Singapore offshore operator Marco Polo Marine has announced that its Indonesian subsidiary, PT Marcopolo Shipyard, has filed an application to place itself under a Penundaan Kewajiban Pembayaran Utang suspension of debt payment plan in accordance with Indonesia’s laws on bankruptcy and suspension of debt payment.
The move by Marco Polo will put a temporary restraint of legal proceedings against the subsidiary for 45 days.
A judge has been appointed, and a team of administrators designated, to assist the shipyard in managing its assets.
Penundaan Kewajiban Pembayaran Utang is a form of court-supervised debt restructuring plan, and the yard is now required to submit a debt restructuring plan for its creditors to consider at a creditors’ meeting which will require the consent of the majority of creditors.
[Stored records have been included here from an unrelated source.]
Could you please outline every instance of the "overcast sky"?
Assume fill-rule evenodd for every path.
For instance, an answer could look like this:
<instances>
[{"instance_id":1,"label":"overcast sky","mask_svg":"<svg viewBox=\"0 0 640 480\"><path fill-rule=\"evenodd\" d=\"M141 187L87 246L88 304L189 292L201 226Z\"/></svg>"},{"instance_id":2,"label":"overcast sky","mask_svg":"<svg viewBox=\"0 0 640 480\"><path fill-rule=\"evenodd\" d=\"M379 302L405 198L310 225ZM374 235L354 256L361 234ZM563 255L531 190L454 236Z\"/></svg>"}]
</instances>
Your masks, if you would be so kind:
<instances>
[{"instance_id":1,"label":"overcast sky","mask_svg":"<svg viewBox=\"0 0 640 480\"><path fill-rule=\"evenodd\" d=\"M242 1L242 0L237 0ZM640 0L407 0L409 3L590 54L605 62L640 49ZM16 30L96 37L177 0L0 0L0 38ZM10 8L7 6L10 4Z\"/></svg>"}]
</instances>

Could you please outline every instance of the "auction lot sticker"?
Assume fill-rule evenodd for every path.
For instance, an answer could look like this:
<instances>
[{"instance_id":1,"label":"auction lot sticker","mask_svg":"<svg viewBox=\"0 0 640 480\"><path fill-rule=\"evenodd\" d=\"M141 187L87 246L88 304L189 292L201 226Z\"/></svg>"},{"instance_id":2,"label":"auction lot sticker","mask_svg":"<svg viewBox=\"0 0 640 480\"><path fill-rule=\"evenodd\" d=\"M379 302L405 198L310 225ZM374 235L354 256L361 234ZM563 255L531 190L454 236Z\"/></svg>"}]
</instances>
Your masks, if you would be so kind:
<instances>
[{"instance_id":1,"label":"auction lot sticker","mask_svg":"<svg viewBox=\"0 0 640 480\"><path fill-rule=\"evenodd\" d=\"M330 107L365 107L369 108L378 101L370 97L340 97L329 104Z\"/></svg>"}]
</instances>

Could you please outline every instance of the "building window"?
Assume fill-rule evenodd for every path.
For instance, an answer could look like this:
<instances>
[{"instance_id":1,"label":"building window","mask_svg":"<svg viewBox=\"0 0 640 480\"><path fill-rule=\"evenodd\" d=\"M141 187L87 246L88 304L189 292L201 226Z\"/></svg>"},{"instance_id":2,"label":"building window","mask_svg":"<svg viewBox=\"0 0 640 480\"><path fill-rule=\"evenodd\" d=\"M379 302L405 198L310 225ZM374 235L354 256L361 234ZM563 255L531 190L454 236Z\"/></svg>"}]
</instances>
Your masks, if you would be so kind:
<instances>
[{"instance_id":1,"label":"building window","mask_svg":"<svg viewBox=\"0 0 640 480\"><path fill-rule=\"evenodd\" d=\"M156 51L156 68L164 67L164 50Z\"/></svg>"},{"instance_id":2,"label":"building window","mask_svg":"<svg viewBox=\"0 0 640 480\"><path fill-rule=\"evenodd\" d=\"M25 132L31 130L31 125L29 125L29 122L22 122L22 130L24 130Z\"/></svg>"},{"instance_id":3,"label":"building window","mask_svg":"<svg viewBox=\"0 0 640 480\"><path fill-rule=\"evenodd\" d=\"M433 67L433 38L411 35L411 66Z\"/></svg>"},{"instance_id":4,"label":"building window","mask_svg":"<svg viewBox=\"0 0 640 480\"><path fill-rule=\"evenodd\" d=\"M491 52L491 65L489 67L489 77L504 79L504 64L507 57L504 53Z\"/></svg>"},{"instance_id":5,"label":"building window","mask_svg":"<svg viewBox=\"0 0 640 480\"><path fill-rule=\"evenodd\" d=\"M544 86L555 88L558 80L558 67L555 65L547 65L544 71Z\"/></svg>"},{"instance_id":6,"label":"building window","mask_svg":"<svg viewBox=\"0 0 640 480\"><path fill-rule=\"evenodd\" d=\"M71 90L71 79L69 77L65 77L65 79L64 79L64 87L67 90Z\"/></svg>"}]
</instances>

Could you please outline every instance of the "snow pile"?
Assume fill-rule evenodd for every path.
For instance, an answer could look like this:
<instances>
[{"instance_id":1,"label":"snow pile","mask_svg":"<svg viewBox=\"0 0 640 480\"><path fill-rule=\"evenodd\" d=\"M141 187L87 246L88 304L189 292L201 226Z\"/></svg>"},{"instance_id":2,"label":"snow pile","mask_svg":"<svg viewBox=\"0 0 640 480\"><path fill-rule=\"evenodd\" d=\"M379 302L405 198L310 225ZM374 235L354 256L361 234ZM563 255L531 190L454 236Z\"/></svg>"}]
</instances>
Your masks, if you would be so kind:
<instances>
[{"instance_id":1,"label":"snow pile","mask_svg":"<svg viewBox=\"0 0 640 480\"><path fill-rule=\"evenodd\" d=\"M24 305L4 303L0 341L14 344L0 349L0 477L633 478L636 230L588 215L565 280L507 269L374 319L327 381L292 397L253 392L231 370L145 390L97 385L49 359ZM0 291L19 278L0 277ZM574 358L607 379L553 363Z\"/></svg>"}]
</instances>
If a restructuring plan is not approved, Marcopolo Shipyard is likely to be placed into bankruptcy.
Marco Polo Marine’s future was thrown into serious doubt earlier this month, after the company said that a restructuring and refinancing proposal announced in April had met resistance from its lenders.
On Friday, the company filed an application to the Singapore High Court for a scheme moratorium to restrain all legal proceedings against the company while it tries to finalise a scheme of arrangement with creditors as part of the proposed restructuring and refinancing deal.